One of the key application of Systolic architecture is matrix multiplication. Here each processing element performs four operations, namely FETCH, MULTIPLICATION, SHIFT & ADDITION. As following figure depicts, "in_a", "in_b" are inputs to the processing element and "out_a", "out_b" are outputs to the processing element. "out_c" is to get the output result of each processing element.
Processing elements are arranged in the form of an array. In this case we analyze, multiplication of 3x3 matrices, which can be easily extended. Let say the two matrices are A and B. Following figure depicts how matrix A and B are fed into PE(processing element) array.

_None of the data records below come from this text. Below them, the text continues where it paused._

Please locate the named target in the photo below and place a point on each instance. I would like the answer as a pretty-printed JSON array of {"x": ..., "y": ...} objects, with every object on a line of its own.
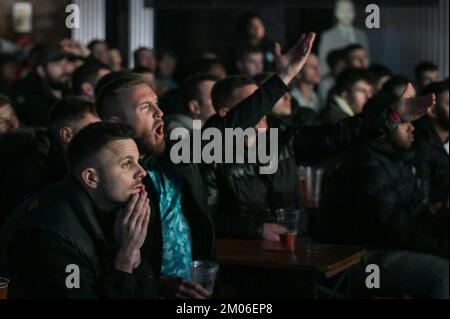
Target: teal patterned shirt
[{"x": 177, "y": 240}]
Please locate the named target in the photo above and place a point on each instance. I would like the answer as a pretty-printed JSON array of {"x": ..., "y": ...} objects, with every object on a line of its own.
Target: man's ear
[
  {"x": 114, "y": 119},
  {"x": 223, "y": 111},
  {"x": 87, "y": 89},
  {"x": 65, "y": 134},
  {"x": 194, "y": 108},
  {"x": 89, "y": 176},
  {"x": 40, "y": 71}
]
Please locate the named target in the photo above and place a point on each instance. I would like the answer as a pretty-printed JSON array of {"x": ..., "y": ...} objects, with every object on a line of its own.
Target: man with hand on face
[
  {"x": 182, "y": 210},
  {"x": 82, "y": 238}
]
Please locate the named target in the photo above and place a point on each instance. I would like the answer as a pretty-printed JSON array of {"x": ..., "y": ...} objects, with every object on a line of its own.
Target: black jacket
[
  {"x": 31, "y": 159},
  {"x": 375, "y": 199},
  {"x": 241, "y": 200},
  {"x": 432, "y": 162},
  {"x": 59, "y": 227}
]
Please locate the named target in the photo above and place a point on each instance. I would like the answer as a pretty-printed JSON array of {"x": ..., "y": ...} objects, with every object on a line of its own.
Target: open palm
[{"x": 290, "y": 63}]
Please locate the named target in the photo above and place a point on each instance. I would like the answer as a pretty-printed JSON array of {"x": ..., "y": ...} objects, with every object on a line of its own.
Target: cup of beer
[
  {"x": 204, "y": 272},
  {"x": 288, "y": 218},
  {"x": 4, "y": 288}
]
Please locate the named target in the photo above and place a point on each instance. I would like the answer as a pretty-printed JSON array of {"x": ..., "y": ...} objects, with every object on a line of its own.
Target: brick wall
[{"x": 48, "y": 20}]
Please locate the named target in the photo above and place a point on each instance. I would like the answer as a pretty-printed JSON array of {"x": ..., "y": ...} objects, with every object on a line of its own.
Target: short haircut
[
  {"x": 69, "y": 108},
  {"x": 92, "y": 139},
  {"x": 334, "y": 57},
  {"x": 436, "y": 88},
  {"x": 142, "y": 70},
  {"x": 347, "y": 79},
  {"x": 394, "y": 83},
  {"x": 223, "y": 90},
  {"x": 4, "y": 100},
  {"x": 423, "y": 67},
  {"x": 160, "y": 53},
  {"x": 108, "y": 89},
  {"x": 86, "y": 73},
  {"x": 191, "y": 88},
  {"x": 138, "y": 51}
]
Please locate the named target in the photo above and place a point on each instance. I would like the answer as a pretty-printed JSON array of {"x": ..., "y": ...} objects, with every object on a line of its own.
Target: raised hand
[
  {"x": 412, "y": 108},
  {"x": 290, "y": 64}
]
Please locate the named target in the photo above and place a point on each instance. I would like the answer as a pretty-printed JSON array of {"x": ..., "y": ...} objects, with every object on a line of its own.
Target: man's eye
[{"x": 126, "y": 165}]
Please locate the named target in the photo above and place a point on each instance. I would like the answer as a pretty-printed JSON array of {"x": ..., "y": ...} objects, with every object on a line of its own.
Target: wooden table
[{"x": 317, "y": 260}]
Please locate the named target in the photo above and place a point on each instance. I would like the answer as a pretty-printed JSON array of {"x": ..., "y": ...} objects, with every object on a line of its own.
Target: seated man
[
  {"x": 85, "y": 78},
  {"x": 8, "y": 118},
  {"x": 195, "y": 102},
  {"x": 352, "y": 91},
  {"x": 182, "y": 211},
  {"x": 34, "y": 158},
  {"x": 381, "y": 203},
  {"x": 432, "y": 157},
  {"x": 82, "y": 238},
  {"x": 242, "y": 201}
]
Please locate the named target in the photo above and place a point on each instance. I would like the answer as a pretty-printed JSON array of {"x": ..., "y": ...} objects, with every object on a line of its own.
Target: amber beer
[
  {"x": 3, "y": 288},
  {"x": 288, "y": 239},
  {"x": 288, "y": 218}
]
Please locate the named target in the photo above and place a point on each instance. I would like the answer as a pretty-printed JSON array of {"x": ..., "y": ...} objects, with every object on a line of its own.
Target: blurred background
[{"x": 411, "y": 30}]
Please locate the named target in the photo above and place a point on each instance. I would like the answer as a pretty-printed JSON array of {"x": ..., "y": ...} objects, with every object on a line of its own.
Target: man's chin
[{"x": 153, "y": 148}]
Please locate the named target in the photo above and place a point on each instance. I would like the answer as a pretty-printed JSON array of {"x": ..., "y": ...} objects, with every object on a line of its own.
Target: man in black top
[{"x": 82, "y": 238}]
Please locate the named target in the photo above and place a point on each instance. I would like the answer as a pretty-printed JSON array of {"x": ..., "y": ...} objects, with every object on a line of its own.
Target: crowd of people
[{"x": 86, "y": 176}]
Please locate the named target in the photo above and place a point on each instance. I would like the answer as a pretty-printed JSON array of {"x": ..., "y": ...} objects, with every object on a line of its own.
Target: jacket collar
[{"x": 85, "y": 209}]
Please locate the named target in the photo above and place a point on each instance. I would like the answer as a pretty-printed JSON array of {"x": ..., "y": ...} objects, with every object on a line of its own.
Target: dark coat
[{"x": 59, "y": 227}]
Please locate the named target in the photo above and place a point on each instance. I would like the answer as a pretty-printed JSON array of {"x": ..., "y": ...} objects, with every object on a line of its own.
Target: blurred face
[
  {"x": 8, "y": 119},
  {"x": 146, "y": 58},
  {"x": 205, "y": 103},
  {"x": 359, "y": 95},
  {"x": 141, "y": 111},
  {"x": 252, "y": 64},
  {"x": 218, "y": 70},
  {"x": 9, "y": 71},
  {"x": 428, "y": 77},
  {"x": 283, "y": 106},
  {"x": 119, "y": 172},
  {"x": 381, "y": 82},
  {"x": 87, "y": 119},
  {"x": 358, "y": 59},
  {"x": 256, "y": 29},
  {"x": 442, "y": 112},
  {"x": 345, "y": 12},
  {"x": 410, "y": 91},
  {"x": 311, "y": 71},
  {"x": 115, "y": 59},
  {"x": 403, "y": 136},
  {"x": 57, "y": 74},
  {"x": 100, "y": 52},
  {"x": 167, "y": 65}
]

Simulation of following matrices are as follows.
Verilog modules
module top(clk,reset,a1,a2,a3,b1,b2,b3,c1,c2,c3,c4,c5,c6,c7,c8,c9);
parameter data_size=8;
input wire clk,reset;
input wire [data_size-1:0] a1,a2,a3,b1,b2,b3;
output wire [2*data_size:0] c1,c2,c3,c4,c5,c6,c7,c8,c9;
wire [data_size-1:0] a12,a23,a45,a56,a78,a89,b14,b25,b36,b47,b58,b69;
pe pe1 (.clk(clk), .reset(reset), .in_a(a1), .in_b(b1), .out_a(a12), .out_b(b14), .out_c(c1));
pe pe2 (.clk(clk), .reset(reset), .in_a(a12), .in_b(b2), .out_a(a23), .out_b(b25), .out_c(c2));
pe pe3 (.clk(clk), .reset(reset), .in_a(a23), .in_b(b3), .out_a(), .out_b(b36), .out_c(c3));
pe pe4 (.clk(clk), .reset(reset), .in_a(a2), .in_b(b14), .out_a(a45), .out_b(b47), .out_c(c4));
pe pe5 (.clk(clk), .reset(reset), .in_a(a45), .in_b(b25), .out_a(a56), .out_b(b58), .out_c(c5));
pe pe6 (.clk(clk), .reset(reset), .in_a(a56), .in_b(b36), .out_a(), .out_b(b69), .out_c(c6));
pe pe7 (.clk(clk), .reset(reset), .in_a(a3), .in_b(b47), .out_a(a78), .out_b(), .out_c(c7));
pe pe8 (.clk(clk), .reset(reset), .in_a(a78), .in_b(b58), .out_a(a89), .out_b(), .out_c(c8));
pe pe9 (.clk(clk), .reset(reset), .in_a(a89), .in_b(b69), .out_a(), .out_b(), .out_c(c9));
endmodule
module pe(clk,reset,in_a,in_b,out_a,out_b,out_c);
parameter data_size=8;
input wire reset,clk;
input wire [data_size-1:0] in_a,in_b;
output reg [2*data_size:0] out_c;
output reg [data_size-1:0] out_a,out_b;
always @(posedge clk)begin
if(reset) begin
out_a=0;
out_b=0;
out_c=0;
end
else begin
out_c=out_c+in_a*in_b;
out_a=in_a;
out_b=in_b;
end
end
endmodule
Output results can be seen after6 clock periods from the time of data insertion. (time period between a1 gets 1 and the time of yellow marker). In usual case for 3x3 matrix multiplication altogether, it takes 3x3x3 = 27 times to do the iterations and calculations. But in this case it takes lesser time (x6 times), because systolic architecture is a class of parallel pipe-lined architecture. Here is the synthesis report and timing constraints of the RTL.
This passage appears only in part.